February 15, 2019 9:28AM

Government Ownership Sucks

The Wall Street Journal today profiles South Africa’s electric power company, Eskom. What a mess—something we have seen many times with government-owned businesses. Eskom has a bloated workforce, provides terrible service, fails to maintain its facilities, and is transmitting economic damage in every direction. It has rotten management and apparently corrupt dealings with politicians.

Three decades after Margaret Thatcher this should not be happening. Governments should not own businesses that can earn revenues in the marketplace. For citizens, there is no advantage to government ownership—there is only high costs, debt bombs, cronyism, and lousy service. It was same story with Puerto Rico’s government power company. The way ahead for South Africa is privatization.

The word “sucks” is not a technical term, but it is surely what South Africans are thinking and it is the logical takeaway from the WSJ article:

Africa’s most-developed economy this week is experiencing its worst blackouts in years, with households, businesses and key infrastructure left without electricity for up to nine hours a day. The power cuts have hobbled the country’s mining sector, paralyzed traffic behind disabled stop lights and forced people to cook dinner outside on paraffin stoves—less than three months ahead of national elections that will determine whether President Cyril Ramaphosa, who ousted his scandal-battered predecessor last year, can win a full term.

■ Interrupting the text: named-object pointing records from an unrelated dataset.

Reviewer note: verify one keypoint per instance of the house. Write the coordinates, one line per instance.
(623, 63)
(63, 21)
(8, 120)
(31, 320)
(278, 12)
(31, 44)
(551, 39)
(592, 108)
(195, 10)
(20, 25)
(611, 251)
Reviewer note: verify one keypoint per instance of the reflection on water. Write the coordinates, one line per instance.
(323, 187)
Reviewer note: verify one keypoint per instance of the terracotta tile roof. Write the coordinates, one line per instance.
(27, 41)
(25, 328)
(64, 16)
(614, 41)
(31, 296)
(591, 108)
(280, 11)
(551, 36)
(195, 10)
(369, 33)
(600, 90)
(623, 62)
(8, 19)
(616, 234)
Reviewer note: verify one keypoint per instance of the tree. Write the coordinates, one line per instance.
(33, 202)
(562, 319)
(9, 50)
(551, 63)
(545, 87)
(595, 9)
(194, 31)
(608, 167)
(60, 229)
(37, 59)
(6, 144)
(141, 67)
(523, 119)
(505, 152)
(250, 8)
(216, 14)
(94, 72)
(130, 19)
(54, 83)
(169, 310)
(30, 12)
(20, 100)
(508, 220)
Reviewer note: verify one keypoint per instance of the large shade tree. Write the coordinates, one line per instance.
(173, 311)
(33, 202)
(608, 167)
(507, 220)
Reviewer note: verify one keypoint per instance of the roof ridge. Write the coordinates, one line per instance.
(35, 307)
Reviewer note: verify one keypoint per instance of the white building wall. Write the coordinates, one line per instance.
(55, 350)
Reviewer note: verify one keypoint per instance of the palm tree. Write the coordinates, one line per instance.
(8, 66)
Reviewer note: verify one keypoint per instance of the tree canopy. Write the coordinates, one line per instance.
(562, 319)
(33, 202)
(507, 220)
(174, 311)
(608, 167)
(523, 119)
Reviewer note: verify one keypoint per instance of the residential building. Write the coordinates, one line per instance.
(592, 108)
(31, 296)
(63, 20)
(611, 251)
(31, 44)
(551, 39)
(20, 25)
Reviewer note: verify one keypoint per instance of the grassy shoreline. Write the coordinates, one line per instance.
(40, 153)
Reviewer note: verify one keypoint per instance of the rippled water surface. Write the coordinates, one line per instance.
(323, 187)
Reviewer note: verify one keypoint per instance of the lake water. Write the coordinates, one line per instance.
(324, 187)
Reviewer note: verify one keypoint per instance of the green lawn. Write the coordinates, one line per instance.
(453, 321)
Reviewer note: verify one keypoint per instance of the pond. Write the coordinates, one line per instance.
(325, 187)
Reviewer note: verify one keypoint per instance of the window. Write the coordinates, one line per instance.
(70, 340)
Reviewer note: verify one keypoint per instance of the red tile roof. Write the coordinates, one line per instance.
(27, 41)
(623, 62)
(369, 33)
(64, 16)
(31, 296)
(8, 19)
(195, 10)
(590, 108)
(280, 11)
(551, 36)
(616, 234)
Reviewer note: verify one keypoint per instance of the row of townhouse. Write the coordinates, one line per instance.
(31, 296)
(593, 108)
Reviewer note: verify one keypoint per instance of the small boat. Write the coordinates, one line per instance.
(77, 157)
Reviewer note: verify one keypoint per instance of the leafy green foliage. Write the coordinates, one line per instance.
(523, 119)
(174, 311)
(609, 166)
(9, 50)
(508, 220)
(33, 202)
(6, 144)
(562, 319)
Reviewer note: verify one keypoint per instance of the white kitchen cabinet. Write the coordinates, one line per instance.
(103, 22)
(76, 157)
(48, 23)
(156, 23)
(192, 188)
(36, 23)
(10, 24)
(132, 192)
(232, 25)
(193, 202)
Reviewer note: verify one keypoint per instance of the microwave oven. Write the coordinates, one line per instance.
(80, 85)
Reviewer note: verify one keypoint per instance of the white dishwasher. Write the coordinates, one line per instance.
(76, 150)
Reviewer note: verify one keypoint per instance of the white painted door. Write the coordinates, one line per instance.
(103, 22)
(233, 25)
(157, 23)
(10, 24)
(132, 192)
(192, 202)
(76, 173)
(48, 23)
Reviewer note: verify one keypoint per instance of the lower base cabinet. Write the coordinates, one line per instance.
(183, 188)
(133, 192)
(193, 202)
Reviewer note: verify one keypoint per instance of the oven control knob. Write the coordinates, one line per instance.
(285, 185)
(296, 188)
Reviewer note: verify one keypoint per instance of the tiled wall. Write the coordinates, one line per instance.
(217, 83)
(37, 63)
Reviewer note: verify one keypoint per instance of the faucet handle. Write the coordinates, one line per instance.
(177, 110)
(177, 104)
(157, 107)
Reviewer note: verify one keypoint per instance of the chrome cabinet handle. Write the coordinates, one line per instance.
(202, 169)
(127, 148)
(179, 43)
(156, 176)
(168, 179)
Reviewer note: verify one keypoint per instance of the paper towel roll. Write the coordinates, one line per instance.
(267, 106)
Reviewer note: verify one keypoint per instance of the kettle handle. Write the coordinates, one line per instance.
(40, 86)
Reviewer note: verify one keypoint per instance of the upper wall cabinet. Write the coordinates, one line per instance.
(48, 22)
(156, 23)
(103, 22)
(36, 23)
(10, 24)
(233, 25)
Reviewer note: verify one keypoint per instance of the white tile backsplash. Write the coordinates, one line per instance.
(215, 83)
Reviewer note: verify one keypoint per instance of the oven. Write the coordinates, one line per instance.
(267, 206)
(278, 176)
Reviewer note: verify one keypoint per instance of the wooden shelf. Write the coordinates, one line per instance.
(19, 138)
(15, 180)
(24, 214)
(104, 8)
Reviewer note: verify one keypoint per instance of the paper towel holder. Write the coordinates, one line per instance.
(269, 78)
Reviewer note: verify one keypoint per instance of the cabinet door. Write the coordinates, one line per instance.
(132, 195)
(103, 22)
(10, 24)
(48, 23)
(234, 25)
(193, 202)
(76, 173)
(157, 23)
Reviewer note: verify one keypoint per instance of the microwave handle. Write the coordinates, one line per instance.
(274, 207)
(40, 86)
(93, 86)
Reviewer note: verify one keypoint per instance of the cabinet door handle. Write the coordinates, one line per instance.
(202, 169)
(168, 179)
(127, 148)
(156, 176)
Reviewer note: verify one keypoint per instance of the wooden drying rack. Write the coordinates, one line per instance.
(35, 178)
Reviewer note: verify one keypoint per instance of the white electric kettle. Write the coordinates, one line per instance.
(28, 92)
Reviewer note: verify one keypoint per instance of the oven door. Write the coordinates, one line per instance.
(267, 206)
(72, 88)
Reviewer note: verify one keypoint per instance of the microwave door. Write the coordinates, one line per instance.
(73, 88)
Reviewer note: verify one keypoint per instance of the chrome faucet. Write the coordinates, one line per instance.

At the center of the shortages is South Africa’s state-owned power utility Eskom, which supplies some 90% of the country’s electricity, but has been rattled by years of mismanagement and alleged corruption involving senior management. On Wednesday, the company warned that it was technically insolvent and would go bankrupt by April unless it gets a multibillion-rand government bailout.

Saddled with some 420 billion rand (around $30 billion) in debt—much of it government guaranteed—Eskom has become Mr. Ramaphosa’s biggest political headache. The company’s failure to generate sufficient electricity is eroding already anemic economic growth, while another bailout would add to the government’s rising debt load.

“Eskom’s current situation is the single biggest risk to South Africa’s economy,” Mike Fraser, chief operating officer of Australian miner South32, said at a Cape Town mining conference last week.

… Government officials and Eskom’s board—installed by Mr. Ramaphosa last year—say the utility is failing on multiple fronts.

Its former chief executive, chief financial officer and a dozen other senior executives have been implicated in a government corruption scandal, in which a family with close ties to former President Jacob Zuma was allegedly handed billions of rand in contracts and other favors. The former executives, Mr. Zuma and the family all deny the allegations, which are being investigated by South African police and a commission of inquiry.

Amid the management failures, Eskom for years neglected maintenance on its aging coal-power stations, which are now breaking down, Pravin Gordhan, the minister in charge of Eskom and South Africa’s other state-owned companies, told parliament. The completion of two new coal plants meant to make up for the generation shortfall, meanwhile, is seven years behind schedule and three times over budget, he said Wednesday.

“The issue of money mismanagement, getting rid of good people, replacing them with compliant people and in particular allowing the level of corruption that took place has all together damaged this very important institution,” said Mr. Gordhan, who was appointed by Mr. Ramaphosa. “Today we are dealing with the cumulative effects.”